We're just about to end a ~14-day test with 11 var...
# experimentation
l
We're just about to end a ~14-day test with 11 variants (plus Control), and today got alerted to a traffic mismatch. This hasn't shown up on any other tests before and the traffic variance for experiments that have only a few variants is always within an acceptable amount, so it's hard to know if this is an implementation thing or something else. The only advice in the docs is to "review implementation" but that doesn't really get me anywhere. It looks like from 1-12 it slowly goes down in traffic, but it's not consistent, and there's no real way to understand why some would have lower traffic and others wouldn't. Just not sure where to start looking on this one.

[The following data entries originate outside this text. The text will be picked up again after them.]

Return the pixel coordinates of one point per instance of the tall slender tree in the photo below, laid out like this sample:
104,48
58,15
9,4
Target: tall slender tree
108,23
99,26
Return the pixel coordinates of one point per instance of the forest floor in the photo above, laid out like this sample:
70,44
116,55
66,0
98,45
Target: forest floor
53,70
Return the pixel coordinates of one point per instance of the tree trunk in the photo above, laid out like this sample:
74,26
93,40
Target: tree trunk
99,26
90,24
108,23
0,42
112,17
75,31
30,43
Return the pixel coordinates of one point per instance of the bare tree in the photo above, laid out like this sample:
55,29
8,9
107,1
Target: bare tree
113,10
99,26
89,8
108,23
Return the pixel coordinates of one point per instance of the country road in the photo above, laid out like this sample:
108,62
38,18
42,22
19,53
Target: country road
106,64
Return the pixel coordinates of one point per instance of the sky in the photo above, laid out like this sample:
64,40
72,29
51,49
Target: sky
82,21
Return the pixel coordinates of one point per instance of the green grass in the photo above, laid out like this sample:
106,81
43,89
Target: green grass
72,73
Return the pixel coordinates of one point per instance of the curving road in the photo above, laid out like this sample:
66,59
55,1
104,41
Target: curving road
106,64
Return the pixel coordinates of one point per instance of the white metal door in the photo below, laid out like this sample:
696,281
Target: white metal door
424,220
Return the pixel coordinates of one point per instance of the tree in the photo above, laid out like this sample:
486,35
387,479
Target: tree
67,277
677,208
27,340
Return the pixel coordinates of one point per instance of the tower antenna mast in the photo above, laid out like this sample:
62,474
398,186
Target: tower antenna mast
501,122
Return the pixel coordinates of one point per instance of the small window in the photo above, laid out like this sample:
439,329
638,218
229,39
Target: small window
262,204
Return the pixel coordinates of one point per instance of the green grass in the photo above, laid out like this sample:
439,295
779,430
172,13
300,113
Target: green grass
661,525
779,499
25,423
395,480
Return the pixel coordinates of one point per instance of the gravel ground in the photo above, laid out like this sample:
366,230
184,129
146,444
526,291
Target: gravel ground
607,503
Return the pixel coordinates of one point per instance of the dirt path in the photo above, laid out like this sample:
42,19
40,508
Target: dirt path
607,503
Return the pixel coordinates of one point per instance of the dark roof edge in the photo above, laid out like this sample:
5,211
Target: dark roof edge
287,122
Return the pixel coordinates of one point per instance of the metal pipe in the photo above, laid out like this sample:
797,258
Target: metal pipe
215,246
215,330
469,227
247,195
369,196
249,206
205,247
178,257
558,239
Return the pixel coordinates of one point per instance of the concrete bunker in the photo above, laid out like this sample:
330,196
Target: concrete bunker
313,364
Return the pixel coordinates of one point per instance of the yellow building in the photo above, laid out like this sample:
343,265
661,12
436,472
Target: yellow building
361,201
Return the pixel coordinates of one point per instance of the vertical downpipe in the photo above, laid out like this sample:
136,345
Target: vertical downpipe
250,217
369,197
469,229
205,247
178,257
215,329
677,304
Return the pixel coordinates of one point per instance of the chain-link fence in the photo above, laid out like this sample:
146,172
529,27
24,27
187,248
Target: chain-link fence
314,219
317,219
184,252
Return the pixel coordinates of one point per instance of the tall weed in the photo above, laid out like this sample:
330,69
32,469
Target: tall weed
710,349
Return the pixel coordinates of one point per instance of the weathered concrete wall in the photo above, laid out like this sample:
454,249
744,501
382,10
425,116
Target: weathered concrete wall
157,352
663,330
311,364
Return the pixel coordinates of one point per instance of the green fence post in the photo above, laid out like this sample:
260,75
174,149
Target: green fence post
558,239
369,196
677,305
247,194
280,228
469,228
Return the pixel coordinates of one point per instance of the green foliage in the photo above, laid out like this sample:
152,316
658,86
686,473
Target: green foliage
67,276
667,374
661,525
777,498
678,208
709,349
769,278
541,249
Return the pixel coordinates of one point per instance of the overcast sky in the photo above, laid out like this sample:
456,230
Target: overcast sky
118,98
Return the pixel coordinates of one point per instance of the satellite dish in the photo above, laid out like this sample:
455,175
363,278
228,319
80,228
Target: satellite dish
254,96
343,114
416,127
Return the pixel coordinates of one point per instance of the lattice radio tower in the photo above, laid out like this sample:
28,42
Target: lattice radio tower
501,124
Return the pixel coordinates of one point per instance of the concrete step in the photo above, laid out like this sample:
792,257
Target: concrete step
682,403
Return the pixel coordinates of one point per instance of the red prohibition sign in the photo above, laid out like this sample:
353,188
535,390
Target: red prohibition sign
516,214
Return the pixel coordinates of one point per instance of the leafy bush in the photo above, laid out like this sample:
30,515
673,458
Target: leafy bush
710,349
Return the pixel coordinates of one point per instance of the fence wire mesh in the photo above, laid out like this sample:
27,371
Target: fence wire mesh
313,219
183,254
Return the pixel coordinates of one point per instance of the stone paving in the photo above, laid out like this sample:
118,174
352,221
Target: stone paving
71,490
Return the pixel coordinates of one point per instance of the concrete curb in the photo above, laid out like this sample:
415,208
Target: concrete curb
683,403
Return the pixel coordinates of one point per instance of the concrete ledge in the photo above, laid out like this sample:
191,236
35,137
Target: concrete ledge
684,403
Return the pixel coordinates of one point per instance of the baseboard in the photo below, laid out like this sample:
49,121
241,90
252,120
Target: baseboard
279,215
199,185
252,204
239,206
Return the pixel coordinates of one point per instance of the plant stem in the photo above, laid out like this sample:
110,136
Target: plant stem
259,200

I'm not a big fan of having more than just a handful of variants in general but I was overruled on this one 😂
f
heh
11 eh?
are you getting SRM errors?
not sure what you mean by "traffic mismatch"
l
11 yep 😭 Let me know if you have any words of wisdom I can bring back to the team to dissuade this sort of testing in the future 😂
So yeah, we're an SRM warning "*Sample Ratio Mismatch (SRM) detected. P-value below 0.001*." Might this sort of issue be solved by Sticky Bucketing?

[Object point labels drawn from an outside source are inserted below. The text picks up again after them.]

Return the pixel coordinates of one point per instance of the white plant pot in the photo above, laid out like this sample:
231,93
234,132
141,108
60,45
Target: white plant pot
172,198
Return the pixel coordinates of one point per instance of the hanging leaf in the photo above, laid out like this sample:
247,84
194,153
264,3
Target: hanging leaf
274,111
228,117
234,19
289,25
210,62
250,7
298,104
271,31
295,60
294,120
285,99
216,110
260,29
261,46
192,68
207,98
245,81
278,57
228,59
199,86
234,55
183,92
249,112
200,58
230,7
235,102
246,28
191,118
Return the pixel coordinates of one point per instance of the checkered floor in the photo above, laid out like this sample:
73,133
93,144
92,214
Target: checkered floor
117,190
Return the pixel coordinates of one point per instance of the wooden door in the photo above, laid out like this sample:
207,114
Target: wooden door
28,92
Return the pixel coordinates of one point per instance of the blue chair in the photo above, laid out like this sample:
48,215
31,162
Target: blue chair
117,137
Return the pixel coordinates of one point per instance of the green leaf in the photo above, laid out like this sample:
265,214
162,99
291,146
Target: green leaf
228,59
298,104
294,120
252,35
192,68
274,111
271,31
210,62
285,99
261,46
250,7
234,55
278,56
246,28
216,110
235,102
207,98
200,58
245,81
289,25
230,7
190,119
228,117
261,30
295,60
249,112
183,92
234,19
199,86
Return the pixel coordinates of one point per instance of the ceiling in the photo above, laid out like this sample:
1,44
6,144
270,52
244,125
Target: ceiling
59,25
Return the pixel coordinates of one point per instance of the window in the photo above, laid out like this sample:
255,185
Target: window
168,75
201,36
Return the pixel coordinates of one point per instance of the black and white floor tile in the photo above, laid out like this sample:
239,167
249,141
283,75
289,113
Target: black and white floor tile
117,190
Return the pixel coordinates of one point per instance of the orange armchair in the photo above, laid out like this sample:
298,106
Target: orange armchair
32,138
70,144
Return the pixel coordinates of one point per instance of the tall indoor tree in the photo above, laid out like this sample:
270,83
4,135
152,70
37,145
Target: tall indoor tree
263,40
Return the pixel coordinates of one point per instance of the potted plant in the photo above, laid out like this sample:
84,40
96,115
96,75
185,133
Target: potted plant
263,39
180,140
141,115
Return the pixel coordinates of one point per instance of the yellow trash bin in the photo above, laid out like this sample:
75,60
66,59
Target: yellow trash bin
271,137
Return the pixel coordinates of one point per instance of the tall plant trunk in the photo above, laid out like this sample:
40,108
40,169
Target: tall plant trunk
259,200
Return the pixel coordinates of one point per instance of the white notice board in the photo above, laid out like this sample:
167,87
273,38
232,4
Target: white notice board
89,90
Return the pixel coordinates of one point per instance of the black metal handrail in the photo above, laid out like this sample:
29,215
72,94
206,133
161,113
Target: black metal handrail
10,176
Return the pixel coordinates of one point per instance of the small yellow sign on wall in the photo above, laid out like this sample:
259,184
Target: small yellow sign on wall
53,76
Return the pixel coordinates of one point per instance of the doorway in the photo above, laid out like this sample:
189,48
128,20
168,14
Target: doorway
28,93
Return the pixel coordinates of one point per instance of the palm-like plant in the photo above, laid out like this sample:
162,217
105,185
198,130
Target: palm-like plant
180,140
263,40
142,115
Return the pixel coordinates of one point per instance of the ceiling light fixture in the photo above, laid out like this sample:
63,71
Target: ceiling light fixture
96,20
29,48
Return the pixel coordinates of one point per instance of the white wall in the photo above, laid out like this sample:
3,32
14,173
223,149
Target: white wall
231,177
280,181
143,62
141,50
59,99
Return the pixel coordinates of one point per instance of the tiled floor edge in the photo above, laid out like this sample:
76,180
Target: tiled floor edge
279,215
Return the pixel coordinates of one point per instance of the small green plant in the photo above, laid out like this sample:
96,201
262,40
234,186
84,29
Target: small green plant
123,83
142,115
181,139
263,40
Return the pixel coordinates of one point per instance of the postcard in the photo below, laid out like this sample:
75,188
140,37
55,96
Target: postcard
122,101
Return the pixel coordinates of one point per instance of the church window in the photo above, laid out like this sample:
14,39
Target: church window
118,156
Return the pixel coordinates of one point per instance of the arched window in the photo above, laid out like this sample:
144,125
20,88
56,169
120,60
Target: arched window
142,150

I'm curious if it's a data lag between our warehouse and the replica, there was a P-value warning on the weekend, then went away for two days, now it's there again, so it's a bit inconsistent.
h
Our SRM test should work with many groups, but given your pattern of results and fact that the p-value is going back and forth, this may be a false positive. We set our threshold very low to limit false positives, but they're still possible.
The number of variants will hurt your power to detect experiment effects, but they shouldn't increase the possibility of an SRM false positive.